Monday, February 15, 2010

Don't Quit Your Day Job...until June

Despite this down economy, over the next few months, choruses of "I quits!" will be heard in restaurants, bars, and offices from California to New York.

The reason?  Two words:  Pilot season.

It's the time of year when swarms of actors - aspiring and established - descend upon LaLa Land to audition for the shows that are in broadcast network contention to beam into your homes come Fall.  And as news of casting decisions trickle in, thespians thrilled to bid au revoir to less than desirable non-acting positions, will eagerly run far and fast from the shackles of job security into the open arms of The Big Break.

This traditionally January to April period is the busiest and most anticipated time of year in the television business.  And it's also the most nerve-wracking for anyone on the creative side, whose career fates are in the hands of the network executives deciding what will be a go and what will be a no-show.

The Museum of Broadcast Communications estimates that in the months leading up to pilot season, for a given network, approximately 300 shows are pitched, 50 are commissioned for scripts, and then a fraction of those will be moved into development.

Consider the stats for ABC's 2009/2010 season:  According to TheFutonCritic.com's annual "DevWatch" list, ABC (often referred to as "The Alphabet" in the trades) had 34 shows in development of which 21 received a pilot order, meaning they are cast and filmed for consideration by the aforementioned network "suits."

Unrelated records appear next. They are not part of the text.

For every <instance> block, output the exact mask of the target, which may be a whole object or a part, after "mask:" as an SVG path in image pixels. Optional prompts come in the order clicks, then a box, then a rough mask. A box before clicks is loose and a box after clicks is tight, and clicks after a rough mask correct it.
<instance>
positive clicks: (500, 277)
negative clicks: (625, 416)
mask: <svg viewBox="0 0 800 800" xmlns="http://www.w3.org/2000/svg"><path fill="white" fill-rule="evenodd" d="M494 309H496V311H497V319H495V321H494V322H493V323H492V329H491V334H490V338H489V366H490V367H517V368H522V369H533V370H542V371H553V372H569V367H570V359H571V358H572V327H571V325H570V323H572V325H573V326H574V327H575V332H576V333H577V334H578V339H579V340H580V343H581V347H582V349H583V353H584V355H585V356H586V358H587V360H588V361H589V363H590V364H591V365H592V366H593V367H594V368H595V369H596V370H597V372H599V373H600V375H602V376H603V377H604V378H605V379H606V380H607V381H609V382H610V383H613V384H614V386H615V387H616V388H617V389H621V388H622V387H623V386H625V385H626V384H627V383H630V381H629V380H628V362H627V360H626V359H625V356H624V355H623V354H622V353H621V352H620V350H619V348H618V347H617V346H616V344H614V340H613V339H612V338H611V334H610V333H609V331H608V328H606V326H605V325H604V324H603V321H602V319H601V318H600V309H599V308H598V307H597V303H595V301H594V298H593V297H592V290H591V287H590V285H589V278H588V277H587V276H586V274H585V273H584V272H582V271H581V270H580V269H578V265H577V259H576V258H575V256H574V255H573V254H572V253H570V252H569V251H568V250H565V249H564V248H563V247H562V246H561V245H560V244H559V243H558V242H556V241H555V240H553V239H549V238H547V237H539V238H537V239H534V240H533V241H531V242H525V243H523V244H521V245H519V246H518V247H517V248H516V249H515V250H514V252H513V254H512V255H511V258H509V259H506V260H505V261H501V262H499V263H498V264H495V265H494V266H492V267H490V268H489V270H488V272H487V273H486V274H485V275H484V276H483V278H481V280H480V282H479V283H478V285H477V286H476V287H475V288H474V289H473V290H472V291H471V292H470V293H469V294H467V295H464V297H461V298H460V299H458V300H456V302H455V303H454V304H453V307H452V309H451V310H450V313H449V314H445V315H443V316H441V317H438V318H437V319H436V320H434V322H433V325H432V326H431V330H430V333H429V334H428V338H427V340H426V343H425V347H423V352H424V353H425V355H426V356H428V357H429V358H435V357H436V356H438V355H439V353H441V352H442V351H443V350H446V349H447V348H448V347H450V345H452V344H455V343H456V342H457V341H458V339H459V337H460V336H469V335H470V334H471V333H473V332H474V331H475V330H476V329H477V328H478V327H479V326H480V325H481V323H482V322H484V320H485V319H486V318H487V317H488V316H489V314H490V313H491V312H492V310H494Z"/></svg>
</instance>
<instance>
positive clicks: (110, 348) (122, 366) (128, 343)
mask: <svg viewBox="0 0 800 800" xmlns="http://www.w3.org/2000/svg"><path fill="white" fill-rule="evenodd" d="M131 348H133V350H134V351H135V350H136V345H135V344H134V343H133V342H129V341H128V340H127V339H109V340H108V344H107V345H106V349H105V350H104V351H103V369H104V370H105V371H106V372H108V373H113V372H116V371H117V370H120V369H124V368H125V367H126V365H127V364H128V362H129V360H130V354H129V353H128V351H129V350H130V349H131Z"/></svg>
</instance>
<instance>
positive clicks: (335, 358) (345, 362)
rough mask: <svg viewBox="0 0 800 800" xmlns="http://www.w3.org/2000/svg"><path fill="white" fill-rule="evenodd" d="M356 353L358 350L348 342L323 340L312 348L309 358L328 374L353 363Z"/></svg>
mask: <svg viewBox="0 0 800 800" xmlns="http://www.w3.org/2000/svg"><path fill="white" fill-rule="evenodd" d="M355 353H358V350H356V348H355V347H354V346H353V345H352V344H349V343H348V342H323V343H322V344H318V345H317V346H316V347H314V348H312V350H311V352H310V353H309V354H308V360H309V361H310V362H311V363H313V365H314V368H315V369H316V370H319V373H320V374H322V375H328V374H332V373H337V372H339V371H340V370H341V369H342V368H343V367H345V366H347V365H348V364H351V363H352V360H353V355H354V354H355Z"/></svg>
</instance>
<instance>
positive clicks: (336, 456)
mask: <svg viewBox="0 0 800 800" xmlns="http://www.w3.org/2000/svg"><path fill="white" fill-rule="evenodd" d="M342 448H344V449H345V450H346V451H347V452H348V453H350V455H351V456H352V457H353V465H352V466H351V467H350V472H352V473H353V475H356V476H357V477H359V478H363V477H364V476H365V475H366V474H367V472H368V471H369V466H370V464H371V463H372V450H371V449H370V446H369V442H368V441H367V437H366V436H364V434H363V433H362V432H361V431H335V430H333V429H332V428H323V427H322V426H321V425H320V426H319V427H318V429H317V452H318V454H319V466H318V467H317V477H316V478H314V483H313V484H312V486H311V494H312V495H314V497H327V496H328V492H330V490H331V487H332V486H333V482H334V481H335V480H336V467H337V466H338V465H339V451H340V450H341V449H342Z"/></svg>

Of those, just 8 were "picked up" to be added to the upcoming season's programming lineup:  The Middle, Cougar Town, Happy Town, The Deep End, Flash Forward, The Forgotten, V, and Modern Family.

Those odds make it easy to see why booking a pilot isn't exactly a license to sell the farm.

Interestingly enough, neither is getting the news that you're pilot's been "picked-up."

"This really ominous thing happens," says actress Nadia Dajani, "The pickups happen in the middle of May, but they have until the middle of June to pick up your contract.  And that's called Firing Season. I know many actors that have celebrated and done all the press for the upfronts in New York and they got fired four weeks later and replaced."

As it turns out, actors should probably hold off on the cartwheels and job-quitting when news of a mid-May "pick-up" rolls in.  And hang on to the farm, you might need something to fall back on in case the back-nine order fails to come through.